3. Vesting of Units.

(a) Scheduled Vesting. If you remain a director of the Company or any of its Affiliates continuously from the Grant Date specified on the cover page of this Agreement, then the Units will vest in the numbers and on the dates specified in the vesting schedule on the cover page of this Agreement.

(b) Accelerated Vesting. Vesting of the Units will be accelerated if your Service to the Company or any Affiliate terminates because of your death or Disability, as provided in Section 6(e)(2) of the Plan. Vesting will also be accelerated under the circumstances described in Section 13(d) of the Plan or upon a Change in Control and may be accelerated by action of the Committee in accordance with Section 3(b)(2) of the Plan.

 

4. Service Requirement. Except as otherwise provided in accordance with Section 3(b) of this Agreement, if you cease to be a director of the Company or any of its Affiliates prior to the vesting date(s) specified on the cover page of this Agreement, you will forfeit all unvested Units.

 

 

* To the extent any capitalized term used in this Agreement is not defined, it has the meaning assigned to it in the Plan as the Plan currently exists or as it is amended in the future.


5. Settlement of Units. After any Units vest pursuant to Section 3 of this Agreement, the Company shall, as soon as practicable (but in any event within the period specified in Treas.

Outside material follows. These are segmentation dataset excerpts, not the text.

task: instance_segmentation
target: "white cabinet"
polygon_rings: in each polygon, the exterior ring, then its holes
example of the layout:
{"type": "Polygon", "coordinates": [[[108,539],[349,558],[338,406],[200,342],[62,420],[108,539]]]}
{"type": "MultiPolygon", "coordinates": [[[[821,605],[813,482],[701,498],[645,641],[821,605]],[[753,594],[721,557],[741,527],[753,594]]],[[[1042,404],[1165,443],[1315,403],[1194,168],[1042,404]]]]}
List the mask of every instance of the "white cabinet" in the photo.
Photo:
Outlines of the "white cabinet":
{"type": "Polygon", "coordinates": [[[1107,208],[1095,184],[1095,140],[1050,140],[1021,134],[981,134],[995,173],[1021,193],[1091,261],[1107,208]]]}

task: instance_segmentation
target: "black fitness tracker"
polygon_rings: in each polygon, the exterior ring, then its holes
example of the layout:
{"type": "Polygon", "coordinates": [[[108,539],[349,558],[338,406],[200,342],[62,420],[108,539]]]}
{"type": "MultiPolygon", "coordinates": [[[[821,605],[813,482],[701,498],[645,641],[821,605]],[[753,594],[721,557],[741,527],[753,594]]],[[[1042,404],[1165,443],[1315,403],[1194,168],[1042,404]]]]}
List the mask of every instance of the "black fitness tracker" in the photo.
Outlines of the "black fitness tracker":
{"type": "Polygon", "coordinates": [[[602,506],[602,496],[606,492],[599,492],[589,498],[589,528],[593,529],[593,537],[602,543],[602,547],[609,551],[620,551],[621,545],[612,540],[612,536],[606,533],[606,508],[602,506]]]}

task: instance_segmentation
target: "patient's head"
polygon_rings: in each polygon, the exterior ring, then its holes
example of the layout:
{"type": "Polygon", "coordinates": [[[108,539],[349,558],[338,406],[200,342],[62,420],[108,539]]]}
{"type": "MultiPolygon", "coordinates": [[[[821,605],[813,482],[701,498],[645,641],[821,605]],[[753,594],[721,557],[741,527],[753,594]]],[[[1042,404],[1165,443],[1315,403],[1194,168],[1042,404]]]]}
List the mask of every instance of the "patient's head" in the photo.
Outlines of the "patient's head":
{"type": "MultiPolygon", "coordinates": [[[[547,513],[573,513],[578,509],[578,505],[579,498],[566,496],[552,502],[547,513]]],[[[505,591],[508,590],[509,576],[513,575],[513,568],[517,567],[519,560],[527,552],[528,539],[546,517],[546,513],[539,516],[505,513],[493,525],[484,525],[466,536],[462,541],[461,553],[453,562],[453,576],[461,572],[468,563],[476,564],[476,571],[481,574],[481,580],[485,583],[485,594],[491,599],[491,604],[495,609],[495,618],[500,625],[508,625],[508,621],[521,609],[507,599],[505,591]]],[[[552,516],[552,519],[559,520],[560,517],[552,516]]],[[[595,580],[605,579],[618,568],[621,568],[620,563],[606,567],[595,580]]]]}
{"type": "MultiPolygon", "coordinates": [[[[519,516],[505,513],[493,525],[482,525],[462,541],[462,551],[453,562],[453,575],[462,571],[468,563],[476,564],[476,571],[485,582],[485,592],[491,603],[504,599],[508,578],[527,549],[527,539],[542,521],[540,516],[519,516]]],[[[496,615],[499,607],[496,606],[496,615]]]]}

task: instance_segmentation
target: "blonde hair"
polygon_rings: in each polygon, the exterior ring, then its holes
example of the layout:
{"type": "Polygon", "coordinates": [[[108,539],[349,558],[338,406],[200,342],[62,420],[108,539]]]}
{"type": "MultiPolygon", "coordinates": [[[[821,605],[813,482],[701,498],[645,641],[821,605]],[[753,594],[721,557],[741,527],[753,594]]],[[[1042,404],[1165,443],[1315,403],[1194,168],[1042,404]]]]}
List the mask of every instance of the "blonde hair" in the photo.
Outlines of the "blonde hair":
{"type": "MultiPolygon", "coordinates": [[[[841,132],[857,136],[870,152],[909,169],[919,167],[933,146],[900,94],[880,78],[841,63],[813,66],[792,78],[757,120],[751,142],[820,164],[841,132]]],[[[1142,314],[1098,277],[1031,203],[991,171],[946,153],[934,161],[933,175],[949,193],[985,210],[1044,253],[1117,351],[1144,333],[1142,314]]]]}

Reg. § 1.409A-1(b)(4) to qualify for a short-term deferral exception to Section 409A of the Code), cause to be issued and delivered to you, or to your designated beneficiary or estate in the event of your death, one Share in payment and settlement of each vested Unit. Delivery of the Shares shall be effected by the electronic delivery of the Shares to a brokerage account designated by you and acceptable to the Company, or by another method provided by the Company, and shall be subject to compliance with all applicable legal requirements, including compliance with the requirements of applicable federal and state securities laws, and shall be in complete satisfaction and settlement of such vested Units.

 

6. Withholding Taxes. You are responsible for paying any withholding taxes that may be due as a result of the issuance of Shares pursuant to the settlement of the Units. The Company will not withhold any taxes on your behalf

 

7. No Shareholder Rights. The Units subject to this Award do not entitle you to any rights of a shareholder of the Company’s common stock. You will not have any of the rights of a shareholder of the Company in connection with the grant of Units subject to this Agreement unless and until Shares are issued to you upon settlement of the Units as provided in Section 5 of this Agreement.

 

8. Governing Plan Document. This Agreement and the Award are subject to all the provisions of the Plan, and to all interpretations, rules and regulations which may, from time to time, be adopted and promulgated by the Committee pursuant to the Plan. If there is any conflict between the provisions of this Agreement and the Plan, the provisions of the Plan will govern.

 

9. Choice of Law. This Agreement will be interpreted and enforced under the laws of the state of Minnesota (without regard to its conflicts or choice of law principles).

 

10. Binding Effect. This Agreement will be binding in all respects on your heirs, representatives, successors and assigns, and on the successors and assigns of the Company.

 

11. Discontinuance of Service. This Agreement does not give you a right to continued Service with the Company or any Affiliate, and the Company or any such Affiliate may terminate your Service at any time and otherwise deal with you without regard to the effect it may have upon you under this Agreement.

 

12. Section 409A of the Code. The award of Units as provided in this Agreement and any issuance of Shares or payment pursuant to this Agreement are intended to be exempt from Section 409A of the Code under the short-term deferral exception specified in Treas. Reg. § 1.409A-l(b)(4).

By accepting this Award in the manner prescribed by the Company, you agree to all the terms and conditions described in this Agreement and in the Plan document.